I’d suggest leaving at least the following:

  1. Course descriptions (the official ones or more detailed, unofficial ones. If you went beyond the official end or, because of snow days, didn’t get to where you usually do, leave a note. )
  2. Outline of a typical day (So that when students come in and ask ‘Are we doing the squirrel?’ the new teacher knows what they’re talking about. This also gives the teacher some idea of what can fit into the day and a scaffold for the start of the year if he or she wants it.)
  3. List of important events (When is the NLE form due? Is there a big field trip that you do each year that needs to be confirmed by a certain date? The new teacher doesn’t have to do these things, but, if there’s a list, he or she can make decisions instead of being asked about something too late.)

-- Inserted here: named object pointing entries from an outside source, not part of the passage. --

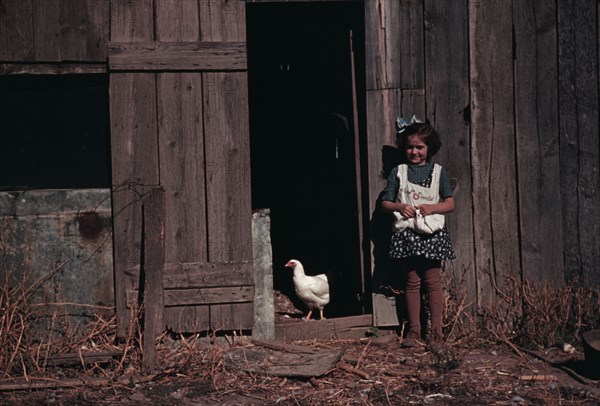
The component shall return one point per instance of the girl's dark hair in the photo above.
(426, 133)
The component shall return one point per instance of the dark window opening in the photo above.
(302, 139)
(55, 132)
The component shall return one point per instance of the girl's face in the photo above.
(416, 150)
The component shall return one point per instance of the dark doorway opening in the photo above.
(302, 134)
(55, 132)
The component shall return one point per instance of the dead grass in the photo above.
(526, 316)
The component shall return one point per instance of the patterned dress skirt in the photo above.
(407, 243)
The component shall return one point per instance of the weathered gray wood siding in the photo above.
(187, 129)
(513, 88)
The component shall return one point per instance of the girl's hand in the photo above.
(407, 210)
(426, 209)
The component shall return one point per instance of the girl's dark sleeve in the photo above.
(391, 188)
(445, 185)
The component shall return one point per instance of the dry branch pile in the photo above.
(512, 353)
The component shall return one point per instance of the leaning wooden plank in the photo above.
(179, 56)
(154, 260)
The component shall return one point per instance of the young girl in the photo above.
(418, 193)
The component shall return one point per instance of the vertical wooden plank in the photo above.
(225, 98)
(131, 20)
(447, 94)
(134, 148)
(536, 121)
(493, 145)
(382, 106)
(394, 33)
(16, 30)
(227, 165)
(180, 139)
(232, 316)
(46, 30)
(182, 154)
(182, 165)
(177, 21)
(227, 179)
(222, 20)
(84, 30)
(579, 160)
(154, 261)
(134, 170)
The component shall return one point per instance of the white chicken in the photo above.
(312, 290)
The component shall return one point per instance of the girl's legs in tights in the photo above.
(427, 272)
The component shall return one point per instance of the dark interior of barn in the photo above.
(302, 139)
(55, 132)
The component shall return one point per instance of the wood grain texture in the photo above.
(232, 316)
(47, 30)
(447, 95)
(182, 165)
(178, 56)
(131, 21)
(16, 30)
(84, 26)
(177, 21)
(222, 20)
(394, 44)
(227, 166)
(492, 146)
(537, 142)
(154, 260)
(51, 68)
(188, 318)
(579, 160)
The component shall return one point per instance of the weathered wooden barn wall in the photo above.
(179, 117)
(178, 112)
(513, 88)
(511, 85)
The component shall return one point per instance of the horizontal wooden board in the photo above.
(202, 296)
(51, 69)
(201, 275)
(177, 56)
(338, 328)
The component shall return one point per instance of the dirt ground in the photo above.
(374, 370)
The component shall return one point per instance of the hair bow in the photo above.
(401, 123)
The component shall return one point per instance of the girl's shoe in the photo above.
(411, 340)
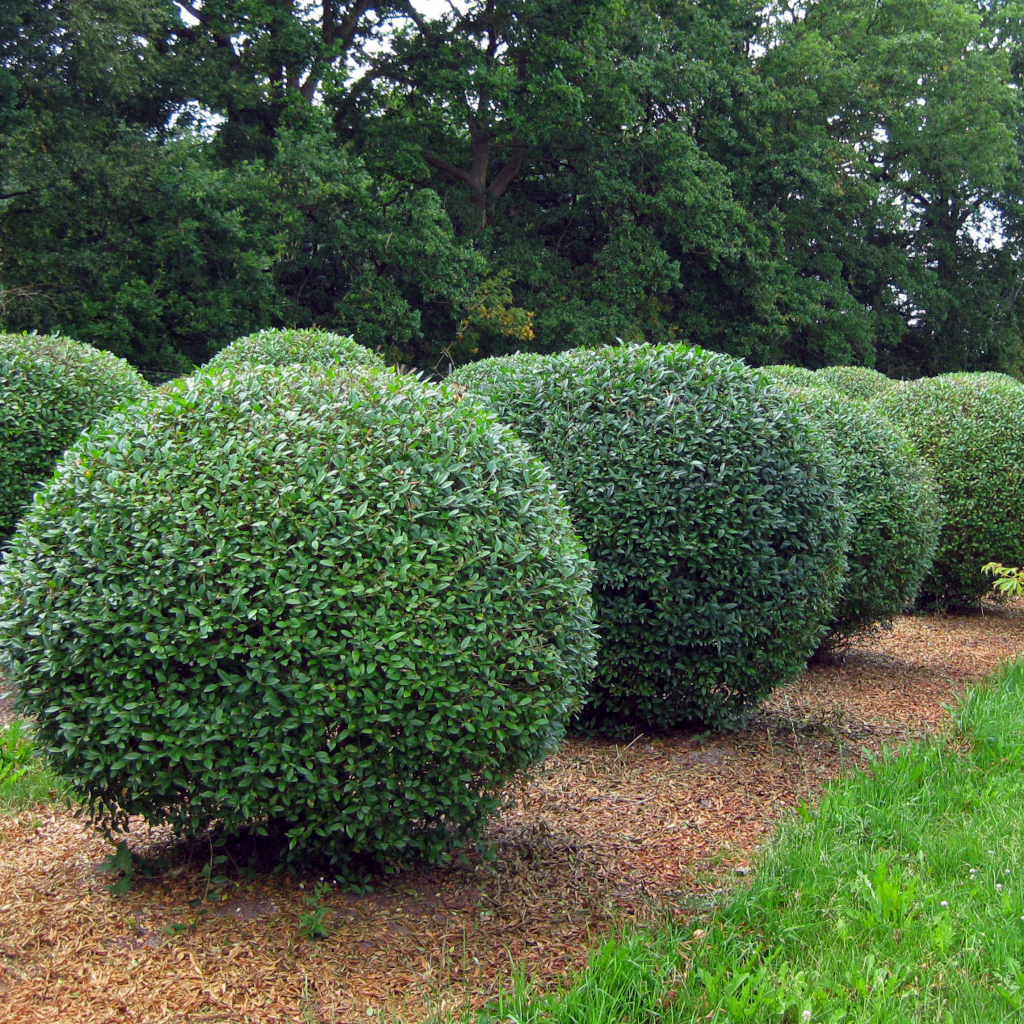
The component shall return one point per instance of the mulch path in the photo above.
(605, 835)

  4. Contact info (This is a personal decision. I tend to leave an e-mail address so that the person can check in if there are questions about how much a particular class covered or placement of new students.)

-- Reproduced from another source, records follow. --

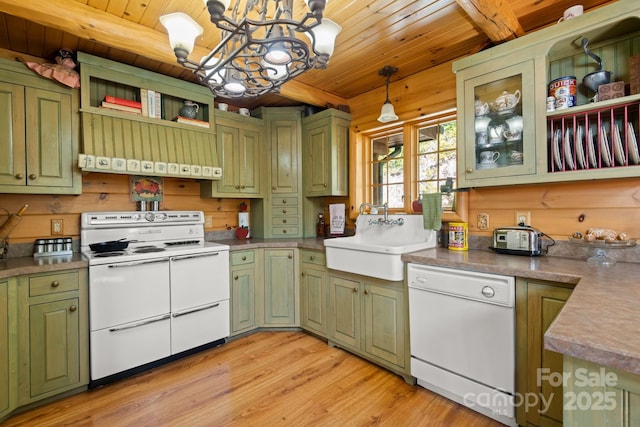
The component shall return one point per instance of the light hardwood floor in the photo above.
(264, 379)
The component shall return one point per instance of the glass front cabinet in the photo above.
(508, 133)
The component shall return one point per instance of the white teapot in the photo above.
(506, 100)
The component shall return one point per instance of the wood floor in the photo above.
(265, 379)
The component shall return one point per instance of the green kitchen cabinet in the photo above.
(368, 317)
(325, 155)
(240, 147)
(314, 281)
(39, 134)
(53, 334)
(280, 285)
(596, 395)
(245, 275)
(537, 305)
(502, 114)
(280, 213)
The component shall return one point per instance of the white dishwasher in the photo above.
(463, 337)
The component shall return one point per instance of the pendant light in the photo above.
(387, 114)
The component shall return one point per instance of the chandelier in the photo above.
(261, 46)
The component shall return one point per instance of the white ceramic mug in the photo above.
(572, 12)
(488, 157)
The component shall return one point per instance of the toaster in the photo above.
(519, 240)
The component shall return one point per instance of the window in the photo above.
(411, 159)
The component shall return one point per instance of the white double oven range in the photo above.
(165, 294)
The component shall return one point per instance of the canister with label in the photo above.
(458, 236)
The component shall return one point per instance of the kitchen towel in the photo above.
(336, 218)
(432, 211)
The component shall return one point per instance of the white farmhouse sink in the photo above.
(376, 248)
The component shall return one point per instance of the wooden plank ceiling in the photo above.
(412, 35)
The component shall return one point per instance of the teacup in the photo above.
(489, 157)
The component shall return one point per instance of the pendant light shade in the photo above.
(387, 114)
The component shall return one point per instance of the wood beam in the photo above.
(92, 24)
(494, 17)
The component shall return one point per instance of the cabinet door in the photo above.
(344, 302)
(4, 348)
(498, 125)
(313, 293)
(249, 161)
(12, 148)
(243, 297)
(54, 345)
(279, 287)
(284, 156)
(543, 303)
(48, 138)
(384, 323)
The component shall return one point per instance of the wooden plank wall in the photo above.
(556, 209)
(109, 192)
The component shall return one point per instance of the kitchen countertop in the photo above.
(601, 320)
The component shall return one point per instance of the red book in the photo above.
(121, 101)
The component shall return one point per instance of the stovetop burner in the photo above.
(148, 249)
(109, 254)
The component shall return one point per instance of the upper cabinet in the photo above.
(158, 132)
(39, 133)
(507, 135)
(326, 153)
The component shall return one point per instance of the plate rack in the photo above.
(595, 136)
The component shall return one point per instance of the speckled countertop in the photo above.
(601, 320)
(599, 323)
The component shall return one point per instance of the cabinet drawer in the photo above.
(285, 201)
(285, 220)
(313, 257)
(285, 231)
(242, 257)
(284, 210)
(53, 283)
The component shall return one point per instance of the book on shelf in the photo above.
(119, 107)
(195, 122)
(122, 101)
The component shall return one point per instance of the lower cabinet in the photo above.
(280, 287)
(52, 334)
(369, 317)
(314, 279)
(596, 395)
(537, 305)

  5. Notes on special circumstances (This gets into a personal choice. I’d suggest not leaving detailed notes on every student, but leaving ones on big details that will have an effect on how the new teacher teaches. For example, saying that So-and-So transferred mid-year and has been doing independent work because of starting a semester behind the other students, or that Thus-and-Such is planning to be privately tutored over the summer and take a placement exam to get into Latin II instead of being put into Latin II.)
  6. Emily Lewis says to consider “Is the school JCL active? Is there stuff you have to do with Activities office/forms/paperwork. You’d be AMAZED at how often this is overlooked.

Beyond this, you might want to leave a flash drive with your handouts, quizzes, and tests. Seeing what the expectations were can be nice, and the new teacher may want to pick up where you left off. I also like leaving a few of the supplies that everyone needs but that the new teacher often isn’t told where to get (a box of chalk/handful of dry erase markers, paper if you have to bring your own to the copier, any official forms or passes). Elliott Goodman said that he “left a copy of the scope and sequence as well as three huge binders filled with all my materials in order. Most important: a table of contents with annotations.”
Also, as a note from personal experience: when you leave on your last hot day in June, make sure that you take your coffee with you. Coming into a new room at a new school to set up on a hot day in August, noticing an odd smell, and finding a full coffee mug that’s been under a desk for two months is not a great start for the new teacher.